If, as voters left their local polling places in Connecticut, they told interviewers that the most important issue driving their vote was Iraq and they voted for Lamont, we would be discouraged. This would have signaled that voters were electing people they thought would bring our troops home immediately.
But that wasn’t what happened. They left their polling places, and told exit poll workers that the most important issue was corruption. Iraq was a close second. So, Republicans lose because of corruption and mismanagement. Liberal, pro-war Democrats like Lieberman beat liberal anti-war Democrats like Lamont and signal to us and everyone else that Americans want a change in Congress, but they recognize the importance of winning in Iraq.
And we hope that now Democrats will engage the war in a constructive way rather than the critical posture they adopted once things started looking bad. With any luck, dems follow the example of Joe Lieberman, rather than opportunists like John Murtha.
It’s unfortunate that good men like Senators Santorum (a particularly outspoken leader in the War on Terror) and Talent and Senate hopeful Michael Steele lost, but we are relieved that it wasn’t because Americans want to leave Iraq ASAP.
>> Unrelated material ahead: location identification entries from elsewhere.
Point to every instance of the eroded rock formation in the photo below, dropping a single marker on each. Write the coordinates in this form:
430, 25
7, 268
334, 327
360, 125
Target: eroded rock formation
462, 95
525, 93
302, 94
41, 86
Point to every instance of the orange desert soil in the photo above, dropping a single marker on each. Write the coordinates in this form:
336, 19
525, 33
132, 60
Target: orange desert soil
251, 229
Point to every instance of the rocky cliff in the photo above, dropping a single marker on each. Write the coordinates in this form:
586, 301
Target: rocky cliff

Even then, the numbers weren’t that much of a landslide, as Time magazine blogger Mike Allen pointed out on the 10th of November (hat tip: Taranto, again):
The Republican National Committee has been pointing out that a small shift in votes would have made a big difference. A shift of 77,611 votes would have given Republicans control of the House, according to Bush’s political team. And a shift of 2,847 votes in Montana, or 7,217 votes in Virginia, or 41,537 votes in Missouri would have given a Republicans control of the Senate.
But you wont find us shrieking for a recount a la Angry Left circa 2000, 2004, et al.
It’s enough to know that the election wasn’t the tsunamitidalwavemassiveshift of a vote as sold by the spinmeisters in the MSM.